Rani Yahya is 7-1 over his last eight fights after beginning his tenure in the bantamweight division with a bout against Johnny Bedford that ended in a no contest following an accidental headbutt.
Overall, the 34-year-old Brazilian is 11-3 with that no contest verdict inside the Octagon, making him one of the most unexpected fighters with double-digit wins and a winning percentage greater than 70 percent on the roster.
That’s not a knock on Yahya, either.
If anything, it’s a knock on everyone that has been sleeping in the Brazilian submission specialist since he first made the cut down to the 135-pound weight class a little under five years ago, though the humble veteran believes it’s his fault he’s currently underrated.
“I blame myself for that because of some of the performances I had in the past and because I didn’t work very well on my social media, which is something I’m looking to get better at too,” says Yahya, who carries a three-fight winning streak into his main card assignment against Ricky Simon on Saturday evening at UFC 234.
“I didn’t like to do many interviews or socialize with people, but to survive in this game, this business, I had to change all of this. What I feel now is the UFC is giving me a good opportunity to show that I changed my way of thinking. I’m very excited and I feel thankful for this opportunity.”
As is often the case in this sport, everything changed for Yahya following the lone loss in his otherwise stellar run in the bantamweight ranks.
After finishing Bedford in their rematch, the second-degree Brazilian jiu-jitsu black belt collected three more wins, leading to a matchup against Joe Soto in Fortaleza, Brazil. While he struggled out of the gate in the UFC, Soto had found his footing and earned consecutive submission wins heading into the contest.
Yahya came out sharp to start, showing more aggression and comfort on the feet than in previous outings while finishing the opening round by displaying his trademark top game. But as the time in the cage started to pile up, the Brazilian started to fade, opening the door for the durable former bantamweight title challenger to orchestrate a comeback.
Covered in blood due to a clash of heads at the start of the second round, Soto became the aggressor and as Yahya’s gas tank ran dry, the Californian pulled away.

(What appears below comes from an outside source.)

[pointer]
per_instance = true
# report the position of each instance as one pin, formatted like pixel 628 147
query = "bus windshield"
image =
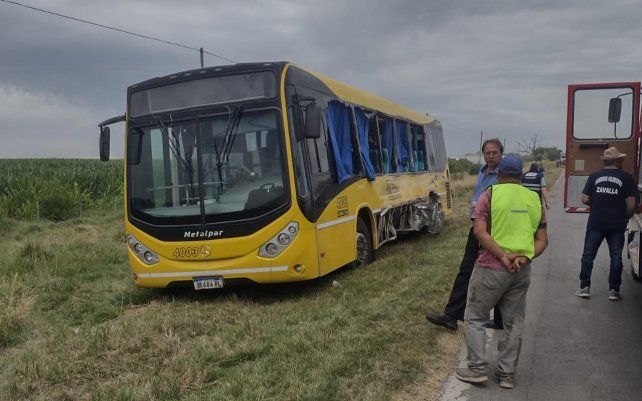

“After that fight, I felt that I was against a wall,” said Yahya of the March 2017 meeting with Soto that prompted him to make serious changes in his professional career. “That fight made me realize that I had to fully dedicate myself and change many things that I was doing.
“The main thing is that I changed the whole way I trained and changed my camp. I used to be my own head coach, so I used to put myself in the worst position and push myself way too hard.
“I switched my camp, that was the first thing,” continued Yahya, who now trains at American Top Team in South Florida. “I also changed my mentality because when I decided to make that move, I was 33 years old and I had to fully dedicate myself to doing this. I would be in shape all the time, not only when I have a fight camp.”
The results have been immediate and impressive.
In the three fights since making the switch, Yahya has gone 3-0, earning submission victories in all three bouts, including a pair of first-round stoppages. But while his grappling has always been outstanding, the most noticeable changes have come in his striking and conditioning, both of which have improved exponentially and turned the ground specialist into a more well rounded and dangerous threat.
“I feel very excited for the evolving process,” said Yahya. “If we compare two years ago to now, I’m having my best performances and I’m finally having a chance to fight on pay-per-view. This is the best sequence of wins that I’m having. I had four wins in a row before and now I’m at three wins in a row, but I finished all my fights, with two first-round finishes.
“I have to be thankful to God for keeping my healthy to do this, to give me the wisdom to search for ways to evolve and having the opportunity to grow even more. I’m excited.”
A big part of what has him excited is the opportunity to share the cage with Simon this weekend in Melbourne.
Long considered one of the top prospects in the division, the Vancouver, Washington product scored a solid win on Season 1 of the Contender Series to push his record to 10-1, but didn’t receive a contract to compete in the UFC.
Eight months and two impressive wins later, Simon accepted a short-notice opportunity against Merab Dvalishvili in Atlantic City, where he secured one of the most controversial victories of 2018 when he choked the Serra-Longo Fight Team member out with a mounted guillotine in the final seconds of the fight.
As an encore, the 26-year-old grappler dominated Montel Jackson, establishing himself as one to watch in the division going forward.
“Ricky Simon is a good young prospect,” Yahya said of the man he’ll face this weekend. “He’s a good wrestler, a good fighter, and he comes out very aggressive all of the time. I feel it’s the perfect matchup for me.
“I’m very thankful for the opportunity because I feel this is a big opportunity for me to show that I deserve to fight against the best.”
If he pushes his winning streak to four on Sunday in Melbourne, it will be hard to keep the ranked Brazilian from taking another step forward in the ultra-competitive bantamweight ranks, especially if he adds a fourth straight submission finish to his resume.
And if he does, maybe then the underrated Yahya will finally shake free of the poor first impression he feels he made with UFC fans and be recognized for what he is — a dangerous and improving threat in a deep and talented division.